Explore Deadman’s Beach
In 1902 a ship sunk in the Coral Sea just off Point Lookout. 50 years later, a skeleton and boot were uncovered in a nearby beach, hence the name, Deadman’s Beach. Putting the horrible history behind, this beach is one of the prettiest spots in the whole of Straddie. If you sit on the top of the grassy hill you can easily spot the annual migration of humpback whales. On the other end of the beach lay rock pools and a massive sand dune.
Where to Eat
Start the day in Dunwich for orange almond cake and coffee from Island Fruit Barn. Then after some exploring in the area, you’ll start to get hungry for a lunch feast. Head to the quaint seafarers’ haunt The Little Ship Club for a classic serve of fish and chips and a cold beer, with views out across Moreton Bay.
And before you head for dinner, don’t forget to reward yourself for all that exploring with a creamy mango cone from Oceanic Gelati in Point Lookout. Then walk around 20 minutes up the road to The Stradbroke Island Beach Hotel for dinner. It’s unmissable for sundowners and a classic pub grub served with a generous helping of stunning sea views.
Where to Stay
Find your accommodation in the mixture of privately-owned beach shacks, self-contained apartments, resorts and camp spots perched on the road into Point Lookout – an ideal base for day trips and island adventures.
Camping (or glamping) is the best way to accurately see an area. North Stradbroke Island is home to tonnes of campsites, it just depends on which part of the island you want to sleep on.
On the east side of the island, you’ll hit Amity Point. Offering glamping, camping and cabins. They’ve got all the facilities available, including free Wi-Fi, for those who can’t unplug for a weekend.
Right up the top in Point Lookout sits Cylinder Beach. This location is more centred towards the hub of town. It’s extremely close to the shops and eateries, plus art galleries and markets. Set up the tent on the unpowered site and run to catch a wave in the surf.
If its beach camping you’re interested in, Main Beach, located in Dunwich, is your ticket to roughing it. With 4WD access only and a dog-friendly campground, you’ll be guaranteed to make lifetime memories. So far the cheapest site, at under $20 per person, you’re only steps away from the water. Hot tip – don’t forget to bring your own toilet.

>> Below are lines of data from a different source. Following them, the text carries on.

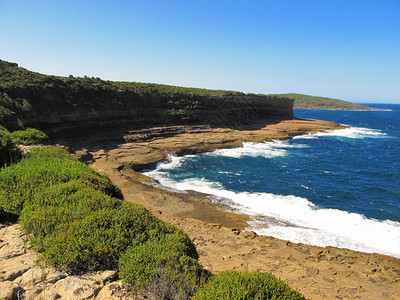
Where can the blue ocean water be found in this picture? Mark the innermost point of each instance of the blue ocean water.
(338, 188)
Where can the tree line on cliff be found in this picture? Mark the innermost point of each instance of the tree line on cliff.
(31, 99)
(78, 222)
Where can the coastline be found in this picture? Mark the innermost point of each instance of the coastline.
(222, 245)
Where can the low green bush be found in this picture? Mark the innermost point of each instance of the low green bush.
(256, 285)
(163, 268)
(29, 136)
(9, 153)
(96, 241)
(43, 168)
(61, 203)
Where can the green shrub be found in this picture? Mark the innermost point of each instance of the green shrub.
(163, 268)
(46, 167)
(30, 136)
(96, 241)
(235, 285)
(9, 153)
(58, 204)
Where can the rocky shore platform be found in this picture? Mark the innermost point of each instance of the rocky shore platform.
(219, 235)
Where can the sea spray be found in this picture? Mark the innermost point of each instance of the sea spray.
(336, 188)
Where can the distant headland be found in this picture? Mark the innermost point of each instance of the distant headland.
(315, 102)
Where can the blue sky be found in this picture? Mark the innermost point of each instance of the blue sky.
(343, 49)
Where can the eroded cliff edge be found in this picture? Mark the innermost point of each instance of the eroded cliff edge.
(68, 105)
(120, 128)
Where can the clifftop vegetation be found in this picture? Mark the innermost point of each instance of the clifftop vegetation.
(313, 102)
(30, 99)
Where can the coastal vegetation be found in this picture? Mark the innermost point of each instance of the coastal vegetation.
(31, 99)
(313, 102)
(77, 220)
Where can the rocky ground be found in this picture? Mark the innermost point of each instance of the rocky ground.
(222, 243)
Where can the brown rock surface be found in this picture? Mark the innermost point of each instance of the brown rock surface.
(319, 273)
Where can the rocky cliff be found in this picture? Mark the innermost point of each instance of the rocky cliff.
(61, 104)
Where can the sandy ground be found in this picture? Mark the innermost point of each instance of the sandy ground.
(319, 273)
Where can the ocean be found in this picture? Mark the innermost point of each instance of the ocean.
(337, 188)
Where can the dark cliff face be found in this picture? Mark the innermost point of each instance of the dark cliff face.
(55, 104)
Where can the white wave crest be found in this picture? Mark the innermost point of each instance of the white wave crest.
(272, 149)
(298, 220)
(352, 133)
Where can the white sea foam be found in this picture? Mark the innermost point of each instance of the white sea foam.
(298, 220)
(266, 149)
(352, 132)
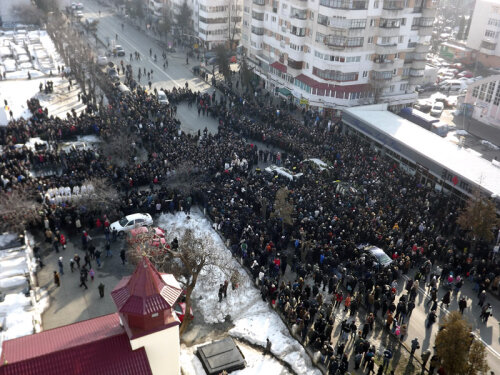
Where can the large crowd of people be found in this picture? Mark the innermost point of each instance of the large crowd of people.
(380, 203)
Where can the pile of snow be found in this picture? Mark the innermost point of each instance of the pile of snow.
(256, 363)
(490, 145)
(253, 319)
(19, 314)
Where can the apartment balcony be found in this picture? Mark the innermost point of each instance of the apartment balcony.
(392, 7)
(422, 47)
(382, 65)
(302, 4)
(386, 49)
(417, 80)
(418, 64)
(381, 76)
(345, 4)
(429, 11)
(388, 31)
(425, 30)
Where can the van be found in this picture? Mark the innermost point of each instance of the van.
(453, 85)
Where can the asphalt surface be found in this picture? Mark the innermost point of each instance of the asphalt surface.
(71, 303)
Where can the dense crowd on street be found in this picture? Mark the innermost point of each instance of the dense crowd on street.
(382, 206)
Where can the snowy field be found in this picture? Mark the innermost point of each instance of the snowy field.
(253, 319)
(18, 315)
(17, 88)
(256, 363)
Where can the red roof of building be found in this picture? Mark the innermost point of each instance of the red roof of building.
(279, 66)
(97, 346)
(145, 292)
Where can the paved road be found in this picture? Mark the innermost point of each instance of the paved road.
(177, 74)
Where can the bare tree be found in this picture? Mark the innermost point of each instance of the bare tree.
(27, 13)
(194, 258)
(479, 217)
(103, 196)
(18, 208)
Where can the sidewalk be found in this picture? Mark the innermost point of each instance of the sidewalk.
(69, 303)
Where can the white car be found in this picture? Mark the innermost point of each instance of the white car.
(437, 109)
(130, 222)
(162, 97)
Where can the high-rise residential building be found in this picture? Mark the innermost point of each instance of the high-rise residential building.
(213, 21)
(484, 33)
(339, 53)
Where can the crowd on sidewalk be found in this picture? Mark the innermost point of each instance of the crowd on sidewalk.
(384, 205)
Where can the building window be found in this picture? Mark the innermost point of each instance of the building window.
(494, 22)
(322, 19)
(496, 101)
(475, 92)
(335, 75)
(489, 94)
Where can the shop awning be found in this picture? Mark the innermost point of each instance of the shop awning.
(284, 91)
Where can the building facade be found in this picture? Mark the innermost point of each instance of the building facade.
(213, 21)
(484, 33)
(339, 53)
(482, 101)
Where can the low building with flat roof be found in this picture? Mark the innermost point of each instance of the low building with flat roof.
(447, 167)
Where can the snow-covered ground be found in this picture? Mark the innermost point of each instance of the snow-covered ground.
(20, 315)
(256, 363)
(253, 319)
(17, 88)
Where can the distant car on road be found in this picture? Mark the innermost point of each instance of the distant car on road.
(377, 255)
(180, 310)
(162, 97)
(130, 222)
(119, 51)
(437, 109)
(158, 238)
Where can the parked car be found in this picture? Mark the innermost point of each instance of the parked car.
(180, 310)
(130, 222)
(102, 60)
(437, 109)
(377, 255)
(162, 97)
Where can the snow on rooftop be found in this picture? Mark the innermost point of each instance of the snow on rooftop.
(443, 152)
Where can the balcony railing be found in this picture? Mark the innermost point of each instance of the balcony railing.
(393, 5)
(345, 4)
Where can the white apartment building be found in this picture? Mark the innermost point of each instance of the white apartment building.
(484, 33)
(337, 53)
(214, 21)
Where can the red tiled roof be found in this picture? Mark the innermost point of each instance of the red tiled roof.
(97, 346)
(145, 292)
(277, 65)
(110, 356)
(81, 333)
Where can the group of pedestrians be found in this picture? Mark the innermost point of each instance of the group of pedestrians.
(363, 197)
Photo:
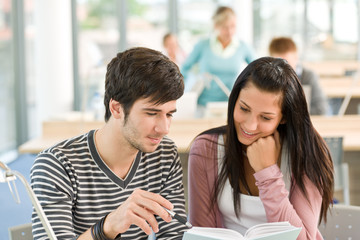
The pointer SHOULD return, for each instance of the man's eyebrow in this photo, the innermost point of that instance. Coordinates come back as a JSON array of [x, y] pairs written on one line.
[[157, 110]]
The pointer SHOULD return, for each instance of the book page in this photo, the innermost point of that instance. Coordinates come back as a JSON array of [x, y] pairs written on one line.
[[213, 233], [272, 229]]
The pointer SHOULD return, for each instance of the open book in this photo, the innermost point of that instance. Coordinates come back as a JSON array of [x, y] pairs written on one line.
[[265, 231]]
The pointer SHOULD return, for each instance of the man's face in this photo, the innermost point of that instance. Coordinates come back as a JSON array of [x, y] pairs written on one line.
[[147, 124]]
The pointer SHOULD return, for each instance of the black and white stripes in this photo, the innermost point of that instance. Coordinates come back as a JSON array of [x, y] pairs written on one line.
[[76, 188]]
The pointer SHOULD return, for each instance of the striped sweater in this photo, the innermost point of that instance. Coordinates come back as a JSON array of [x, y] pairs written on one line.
[[76, 188]]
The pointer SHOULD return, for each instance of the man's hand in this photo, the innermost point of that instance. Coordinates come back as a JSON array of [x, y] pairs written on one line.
[[138, 209], [264, 152]]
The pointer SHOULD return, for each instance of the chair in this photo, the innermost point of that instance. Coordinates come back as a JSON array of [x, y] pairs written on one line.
[[342, 223], [341, 169], [21, 232]]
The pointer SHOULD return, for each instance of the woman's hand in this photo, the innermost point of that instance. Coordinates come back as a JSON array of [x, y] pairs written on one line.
[[264, 152]]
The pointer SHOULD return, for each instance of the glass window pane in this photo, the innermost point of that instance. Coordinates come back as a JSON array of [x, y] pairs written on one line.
[[7, 100], [195, 20], [98, 42], [147, 23]]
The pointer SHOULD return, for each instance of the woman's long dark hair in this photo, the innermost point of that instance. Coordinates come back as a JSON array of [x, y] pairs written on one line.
[[308, 153]]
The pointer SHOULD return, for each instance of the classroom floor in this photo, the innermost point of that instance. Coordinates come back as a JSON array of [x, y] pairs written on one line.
[[13, 214]]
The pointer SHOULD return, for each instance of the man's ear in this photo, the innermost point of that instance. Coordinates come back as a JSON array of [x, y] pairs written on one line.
[[116, 109]]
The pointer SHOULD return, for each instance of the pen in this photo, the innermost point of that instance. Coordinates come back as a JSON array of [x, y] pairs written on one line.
[[179, 218]]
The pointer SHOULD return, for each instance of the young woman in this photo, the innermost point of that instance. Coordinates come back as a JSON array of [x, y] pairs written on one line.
[[268, 164], [221, 55]]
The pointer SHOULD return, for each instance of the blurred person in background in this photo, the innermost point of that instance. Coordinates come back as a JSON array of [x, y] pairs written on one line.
[[173, 49], [285, 48], [220, 56]]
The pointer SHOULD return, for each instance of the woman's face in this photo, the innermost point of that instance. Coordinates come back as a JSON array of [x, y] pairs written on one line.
[[226, 29], [257, 114]]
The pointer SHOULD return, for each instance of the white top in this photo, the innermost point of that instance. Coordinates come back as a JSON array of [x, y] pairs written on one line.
[[252, 210]]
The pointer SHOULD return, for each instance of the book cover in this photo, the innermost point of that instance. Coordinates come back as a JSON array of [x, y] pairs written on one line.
[[266, 231]]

The hotels and resorts on the island are scattered along the coastal regions. They offer beachfront views with excellent service and almost always provide parking areas for guests. You won’t find any 5-star private villas out here and that’s not necessarily a bad thing. Each accommodation brings a high level of comfort to the rooms and it will truly feel like home.
The Allure Resort Stradbroke Island, Pandanus Palms Resort and Stradbroke Island Beach Hotel are all huddled around the same area. Each of these locations offers rooms with full kitchens, therefore giving you the self-contained options.